## ----setup, include = FALSE---------------------------------------------------
knitr::opts_chunk$set(
  collapse = TRUE,
  comment = "#>",
  fig.width = 8,
  fig.height = 5.5,
  dpi = 96,
  message = FALSE,
  warning = FALSE
)

## ----eval=FALSE---------------------------------------------------------------
# # Install from GitHub
# devtools::install_github("myaseen208/mhpfilter")

## ----library------------------------------------------------------------------
library(mhpfilter)
library(data.table)
library(ggplot2)

## ----gdp-simulation-----------------------------------------------------------
set.seed(2024)
n <- 120  # 30 years of quarterly data

# Generate components
trend_growth <- 0.005  # 0.5% quarterly growth
trend <- cumsum(c(100, rnorm(n - 1, mean = trend_growth, sd = 0.002)))

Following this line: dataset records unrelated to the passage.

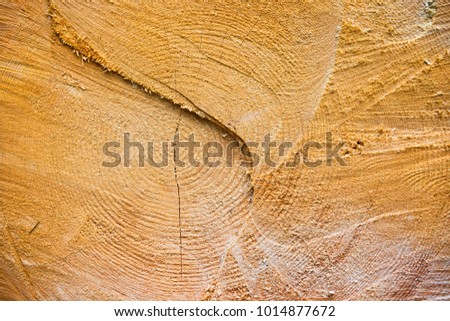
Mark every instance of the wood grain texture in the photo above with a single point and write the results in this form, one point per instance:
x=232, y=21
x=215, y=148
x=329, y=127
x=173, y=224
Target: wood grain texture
x=374, y=73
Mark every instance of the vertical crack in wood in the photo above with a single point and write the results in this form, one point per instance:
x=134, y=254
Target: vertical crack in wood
x=178, y=193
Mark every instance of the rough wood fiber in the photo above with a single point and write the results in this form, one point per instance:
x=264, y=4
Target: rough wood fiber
x=374, y=73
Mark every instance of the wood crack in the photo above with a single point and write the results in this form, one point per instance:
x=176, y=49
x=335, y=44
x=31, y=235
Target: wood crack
x=177, y=132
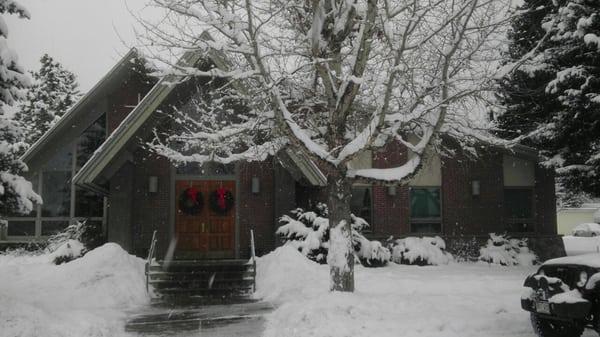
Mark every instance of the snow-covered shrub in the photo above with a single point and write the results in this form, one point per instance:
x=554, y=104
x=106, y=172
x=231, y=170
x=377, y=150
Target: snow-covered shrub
x=464, y=249
x=308, y=231
x=420, y=251
x=506, y=251
x=68, y=251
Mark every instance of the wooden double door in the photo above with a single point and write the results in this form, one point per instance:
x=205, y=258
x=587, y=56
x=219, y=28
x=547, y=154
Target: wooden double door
x=204, y=233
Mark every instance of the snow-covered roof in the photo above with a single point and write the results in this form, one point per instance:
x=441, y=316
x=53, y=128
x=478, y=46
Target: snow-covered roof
x=78, y=117
x=99, y=162
x=86, y=177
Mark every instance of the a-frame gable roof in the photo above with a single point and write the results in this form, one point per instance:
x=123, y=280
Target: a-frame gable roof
x=117, y=141
x=80, y=116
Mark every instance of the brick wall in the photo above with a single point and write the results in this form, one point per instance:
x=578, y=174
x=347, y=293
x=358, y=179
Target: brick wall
x=256, y=211
x=120, y=205
x=390, y=213
x=545, y=201
x=463, y=213
x=151, y=211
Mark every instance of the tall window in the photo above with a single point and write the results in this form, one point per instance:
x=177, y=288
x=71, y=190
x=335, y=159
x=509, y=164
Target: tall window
x=425, y=210
x=64, y=203
x=361, y=203
x=518, y=209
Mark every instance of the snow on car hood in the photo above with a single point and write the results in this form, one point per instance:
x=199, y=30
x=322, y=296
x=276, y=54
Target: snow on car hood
x=590, y=260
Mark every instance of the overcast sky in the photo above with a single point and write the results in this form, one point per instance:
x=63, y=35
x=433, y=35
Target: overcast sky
x=86, y=36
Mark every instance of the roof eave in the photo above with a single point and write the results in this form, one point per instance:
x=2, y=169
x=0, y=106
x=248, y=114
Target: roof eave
x=72, y=112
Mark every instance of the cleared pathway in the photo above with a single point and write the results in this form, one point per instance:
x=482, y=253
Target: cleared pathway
x=232, y=319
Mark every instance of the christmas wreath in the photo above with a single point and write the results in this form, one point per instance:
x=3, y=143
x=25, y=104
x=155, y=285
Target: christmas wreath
x=191, y=201
x=221, y=201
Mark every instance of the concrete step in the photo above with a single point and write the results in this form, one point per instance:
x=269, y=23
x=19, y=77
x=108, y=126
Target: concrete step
x=202, y=278
x=200, y=275
x=221, y=284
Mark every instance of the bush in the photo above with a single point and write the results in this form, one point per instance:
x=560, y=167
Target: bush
x=308, y=231
x=68, y=251
x=505, y=251
x=420, y=251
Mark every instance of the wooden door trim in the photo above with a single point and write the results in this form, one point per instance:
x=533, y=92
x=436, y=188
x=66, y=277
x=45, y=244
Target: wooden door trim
x=174, y=178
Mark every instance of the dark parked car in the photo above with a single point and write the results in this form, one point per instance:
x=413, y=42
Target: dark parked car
x=563, y=297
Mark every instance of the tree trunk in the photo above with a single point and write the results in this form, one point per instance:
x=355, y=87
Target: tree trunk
x=341, y=253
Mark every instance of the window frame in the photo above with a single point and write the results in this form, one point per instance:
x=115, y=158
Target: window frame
x=39, y=219
x=508, y=221
x=434, y=220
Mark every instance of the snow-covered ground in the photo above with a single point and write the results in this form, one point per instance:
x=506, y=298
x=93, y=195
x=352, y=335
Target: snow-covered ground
x=86, y=297
x=456, y=300
x=92, y=296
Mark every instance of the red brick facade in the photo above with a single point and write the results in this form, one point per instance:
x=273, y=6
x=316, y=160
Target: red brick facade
x=134, y=212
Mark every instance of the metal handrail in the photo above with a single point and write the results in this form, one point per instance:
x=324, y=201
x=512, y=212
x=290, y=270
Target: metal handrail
x=151, y=252
x=253, y=253
x=252, y=247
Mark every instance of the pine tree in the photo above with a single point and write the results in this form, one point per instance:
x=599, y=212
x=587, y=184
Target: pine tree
x=54, y=91
x=16, y=193
x=553, y=98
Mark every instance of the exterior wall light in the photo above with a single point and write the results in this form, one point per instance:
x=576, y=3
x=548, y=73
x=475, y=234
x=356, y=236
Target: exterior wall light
x=255, y=185
x=392, y=190
x=152, y=184
x=475, y=187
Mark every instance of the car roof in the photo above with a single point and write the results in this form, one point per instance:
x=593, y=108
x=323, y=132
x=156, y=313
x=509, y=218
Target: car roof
x=590, y=260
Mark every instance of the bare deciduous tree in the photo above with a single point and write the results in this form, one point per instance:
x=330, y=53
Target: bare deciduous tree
x=332, y=79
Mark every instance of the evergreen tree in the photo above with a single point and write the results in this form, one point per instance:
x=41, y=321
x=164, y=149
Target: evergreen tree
x=16, y=193
x=54, y=91
x=553, y=97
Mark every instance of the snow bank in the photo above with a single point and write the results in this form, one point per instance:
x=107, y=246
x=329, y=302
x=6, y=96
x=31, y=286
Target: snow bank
x=587, y=229
x=577, y=245
x=285, y=269
x=456, y=300
x=85, y=297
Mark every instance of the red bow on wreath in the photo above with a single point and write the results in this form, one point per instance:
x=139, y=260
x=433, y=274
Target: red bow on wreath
x=192, y=194
x=221, y=197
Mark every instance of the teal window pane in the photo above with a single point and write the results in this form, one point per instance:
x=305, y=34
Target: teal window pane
x=425, y=202
x=426, y=228
x=53, y=227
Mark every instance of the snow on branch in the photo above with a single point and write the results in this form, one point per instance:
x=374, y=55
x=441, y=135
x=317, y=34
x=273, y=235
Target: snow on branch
x=332, y=79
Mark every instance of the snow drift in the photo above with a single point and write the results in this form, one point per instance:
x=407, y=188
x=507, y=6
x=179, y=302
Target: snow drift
x=85, y=297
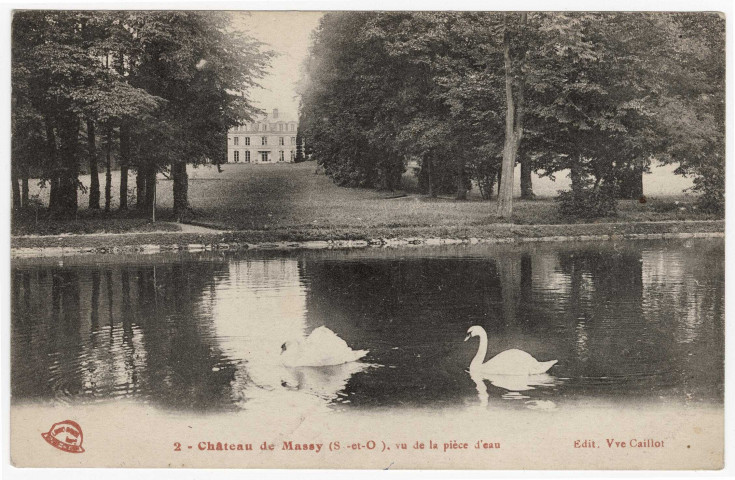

# Business cycle: AR(2) process
cycle <- arima.sim(list(ar = c(1.3, -0.5)), n, sd = 2)

# Observed GDP (in logs)
gdp <- trend + cycle

# Apply Modified HP filter
result <- mhp_filter(gdp, max_lambda = 10000)
cat("Optimal lambda:", get_lambda(result), "\n")
cat("GCV value:", format(get_gcv(result), digits = 4), "\n")

## ----autoplot-example, fig.cap="Figure 1: Modified HP Filter Decomposition"----
result_obj <- mhp_filter(gdp, max_lambda = 10000, as_dt = FALSE)
autoplot(result_obj) +
  labs(
    title = "Modified HP Filter Decomposition of Simulated GDP",
    subtitle = paste0("Optimal λ = ", get_lambda(result_obj))
  ) +
  theme_minimal(base_size = 11) +
  theme(
    plot.title = element_text(face = "bold", size = 13),
    plot.subtitle = element_text(color = "gray40"),
    legend.position = "bottom"
  )

## ----comparison-setup---------------------------------------------------------
# Apply both filters
mhp_res <- mhp_filter(gdp, max_lambda = 10000)
hp_res <- hp_filter(gdp, lambda = 1600)

# Extract key statistics
comp <- mhp_compare(gdp, frequency = "quarterly", max_lambda = 10000)
print(comp)

## ----comparison-plot, fig.cap="Figure 2: HP vs Modified HP Filter Comparison", fig.height=7----
plot_comparison(gdp, frequency = "quarterly", max_lambda = 10000, show_cycle = TRUE) +
  theme_minimal(base_size = 11) +
  theme(
    plot.title = element_text(face = "bold", size = 13),
    legend.position = "bottom",
    legend.box = "vertical"
  )

## ----interpretation-----------------------------------------------------------
# Optimal lambda from MHP
opt_lambda <- get_lambda(mhp_res)
cat("Optimal λ (Modified HP):", opt_lambda, "\n")
cat("Fixed λ (Standard HP):  1600\n\n")

# Cyclical volatility
sd_mhp <- sd(mhp_res$cycle)
sd_hp <- sd(hp_res$cycle)
cat("Cycle SD (Modified HP):", round(sd_mhp, 3), "\n")
cat("Cycle SD (Standard HP):", round(sd_hp, 3), "\n")
cat("Difference:", round(sd_mhp - sd_hp, 3), 
    paste0("(", round(100 * (sd_mhp - sd_hp) / sd_hp, 1), "%)"), "\n")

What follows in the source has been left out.